Called Deawendote, or Village of Constant Dawn, by the Cayuga, Aurora attracted its first white settlers in the late 1780s. Henry Wells founded Wells College here in 1868, and the school—a premier liberal arts college for women that only went coed in 2005—remains a focal point of Main Street.
Also in Aurora is MacKenzie-Childs (3260 N. Main St./Rte. 90, 315/364-7123, 9:30 a.m.–6 p.m. daily, call for studio tour information), a classy home-furnishings-design studio best known for its whimsical terra-cotta pottery. The studio employs about 100 craftspeople, who design everything from glassware to lamps, and is housed on a 19th-century estate with great views of the lake.
In the Tudor style Aurora Free Library building, the charming, turn-of-the-century Morgan Opera House (Rte. 90 at Cherry Ave., 315/364-5437, May–Sept.) offers musical and dramatic events.

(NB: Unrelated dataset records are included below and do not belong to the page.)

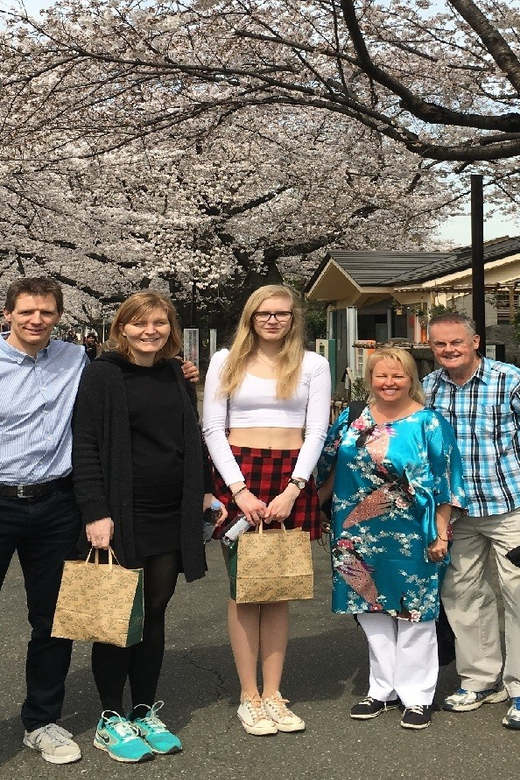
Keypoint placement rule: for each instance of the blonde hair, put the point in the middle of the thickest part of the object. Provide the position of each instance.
(246, 341)
(395, 355)
(137, 306)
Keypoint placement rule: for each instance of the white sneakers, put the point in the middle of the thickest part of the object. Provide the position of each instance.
(54, 743)
(254, 718)
(261, 717)
(281, 715)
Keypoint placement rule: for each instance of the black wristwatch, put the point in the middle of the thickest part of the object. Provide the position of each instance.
(300, 483)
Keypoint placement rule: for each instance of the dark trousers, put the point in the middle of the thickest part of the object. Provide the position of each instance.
(44, 532)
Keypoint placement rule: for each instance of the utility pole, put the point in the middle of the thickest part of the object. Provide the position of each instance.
(477, 258)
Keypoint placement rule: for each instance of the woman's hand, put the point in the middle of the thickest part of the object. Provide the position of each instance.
(438, 550)
(281, 506)
(206, 504)
(100, 532)
(251, 507)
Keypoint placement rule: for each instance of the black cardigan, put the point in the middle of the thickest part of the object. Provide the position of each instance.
(102, 464)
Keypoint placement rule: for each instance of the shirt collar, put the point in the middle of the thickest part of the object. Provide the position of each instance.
(480, 374)
(17, 355)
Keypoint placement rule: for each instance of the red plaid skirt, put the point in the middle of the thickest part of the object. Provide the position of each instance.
(267, 473)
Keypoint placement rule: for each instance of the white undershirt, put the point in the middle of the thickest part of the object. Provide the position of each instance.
(255, 405)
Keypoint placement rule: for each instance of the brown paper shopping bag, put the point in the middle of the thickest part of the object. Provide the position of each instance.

In the center of Aurora presides the lovely 1833 Aurora Inn (391 Main St./Rte. 90, www.aurorainn.com , $200–350). Owned by Wells College, the red-brick inn with its wide white balconies and well-groomed gardens was recently restored. Inside, find 10 luxurious guest rooms furnished with antiques and oriental rugs, a waterside restaurant (average entrée $22) with views of the lake, and a cozy tavern with a fireplace and mahogany bar. On the menu of the highly-thought-of restaurant is classic American cuisine.
E.B. Morgan House (431 Main St., 315/364-8888, $225–325), also operated by the Aurora Inn, rents rooms individually or all seven for larger groups. When the entire house is rented, a private epicurean dinner option ($100 pp) for up to 14 is available via the Aurora Inn’s Executive Chef Greg Rhoad.
For more casual dining, Pumpkin Hill Bistro (2051 Rte. 90, 315/364-7091, $9–14), housed in an 1820s hand-built dwelling, was transported to its current location in 2001. Burgers, paninis, and country favorites are enhanced by regional farm goods. Nightly specials and harvest brunches bring in a steady flow of locals.